Se Portugal falhar metade do PRR perde 18% das verbas, alerta Tribunal de Contas Europeu
Em termos relativos, Portugal é o quarto maior beneficiário, com o PRR a equivaler a 7,2% do PIB. Tribunal de Contas Europeu elogia implementação da bazuca, mas alerta para riscos no final do prazo.
Quase metade das metas e marcos que Portugal tem de cumprir no Plano de Recuperação e Resiliência (PRR) estão alocados aos dois últimos pedidos de pagamento, mas só têm implícitos 18% das verbas da bazuca, segundo o Tribunal de Contas Europeu (TCE). O equivalente a quase quatro mil milhões de euros.

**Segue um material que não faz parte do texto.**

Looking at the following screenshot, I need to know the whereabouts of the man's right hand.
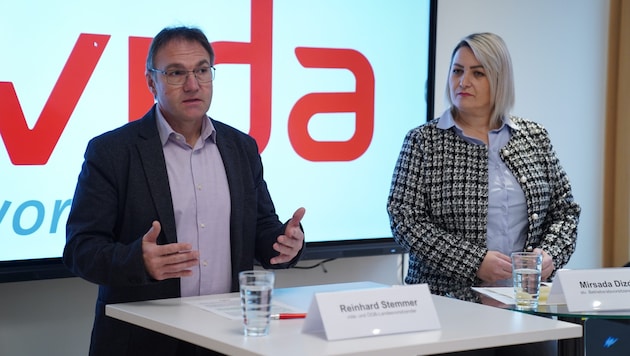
[477,251,512,283]
[142,221,199,281]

O organismo alerta que isto reduz significativamente o incentivo para que as reformas e investimentos sejam concluídos e aumenta o risco de uma parte significativa do financiamento do Mecanismo de Recuperação e Resiliência (MRR) ser pago sem que os Estados-membros tenham concluído as medidas correspondentes. Por isso, num relatório publicado esta segunda-feira, o TCE pede que a Comissão Europeia mude os regulamentos para reaver as verbas já pagas dos investimentos não concluídos.
“Foi inteligente a forma como o Governo português desenhou o programa”, disse, em tom irónico, Ivana Maletic, membro do TCE responsável pela auditoria. Em conferência de imprensa, a responsável sublinhou que, em Portugal, “os dois pagamentos finais correspondem a 45% das metas e marcos acordados”. “Cumprir quase metade do MRR é muito arriscado, mas esta metade só corresponde a 18% dos fundos totais”, sublinhou.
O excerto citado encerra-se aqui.